In the simplest case a simple fragment of text is a simple regex; if you
specify eg

   "Thirty Nine"

that will match anything in the cache which contains the string "Thirty
Nine"; people specifying values like this don't know they are using regexes.

But you could also specify for example:

   "Thirty.*Nine"

and that will match anything in the cache which contains "Thirty" and "Nine"
separated by an arbitrary number of arbitrary characters.  So this will work
whether a programme is called "ThirtyNine" or "Thirty    Nine"  or
"Thirty-Nine" or even "Thirty hungry people ate Nine cakes"... so it's still
not perfect!

In another example: recently there was a TV series of three programmes all
named Dreaming The Impossible... and I wanted to fetch two of the three
episodes. I'd watched one of them live.  If I just said to get_iplayer to
get "Dreaming the" it would have fetched all three.  So I used a pattern:

 (dreaming the).*(connections|revolution)

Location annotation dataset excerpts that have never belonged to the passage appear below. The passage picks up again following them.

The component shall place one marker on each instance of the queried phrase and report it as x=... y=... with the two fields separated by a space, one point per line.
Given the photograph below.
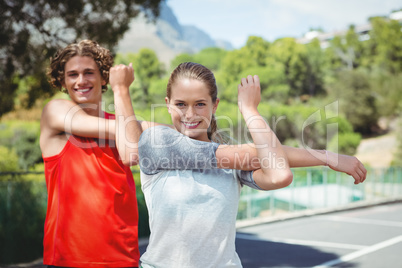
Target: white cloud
x=235 y=20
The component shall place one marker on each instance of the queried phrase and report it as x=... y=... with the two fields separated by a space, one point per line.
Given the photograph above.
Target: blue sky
x=235 y=20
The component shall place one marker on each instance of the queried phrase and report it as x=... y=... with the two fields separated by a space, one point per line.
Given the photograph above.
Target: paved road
x=366 y=237
x=363 y=238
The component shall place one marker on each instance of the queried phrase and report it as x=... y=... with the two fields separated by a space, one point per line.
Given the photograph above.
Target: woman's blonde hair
x=88 y=48
x=196 y=71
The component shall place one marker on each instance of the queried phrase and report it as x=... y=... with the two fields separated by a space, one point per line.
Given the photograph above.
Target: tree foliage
x=32 y=30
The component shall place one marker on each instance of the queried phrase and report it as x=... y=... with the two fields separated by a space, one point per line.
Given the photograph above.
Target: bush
x=22 y=210
x=345 y=143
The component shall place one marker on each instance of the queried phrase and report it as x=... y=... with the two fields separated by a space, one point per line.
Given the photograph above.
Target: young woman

which meant: match any entries in the cache which contained

  (dreaming the)             - ie "dreaming the" as a single entity
  .*                         - followed by arbitrary text
  (connections|revolution)   - followed by a single entity which is 
                               either "connections" or "revolution"

The strings "connections" and "revolution" were in the episode names, IIRC,
which get_iplayer looks at if (as I do) you also use --long in a search.

The brackets around "dreaming the" aren't absolutely essential but possibly
make the expression easier to read.  

The brackets around (connections|revolution) are essential because they tell
the part of get_iplayer which reads these expressions that the stuff inside
the brackets is one section of the pattern, even though it contains a pair
of options.

Using regexes with their funny layout and meaning needs practice.  If you
google for "perl regex" or "pcre" (which means perl compatible regular
expressions, the 'flavour' of regex that perl understands) you'll find lots
of help on how to build expressions.  

-- 
Jeremy Nicoll - my opinions are my own.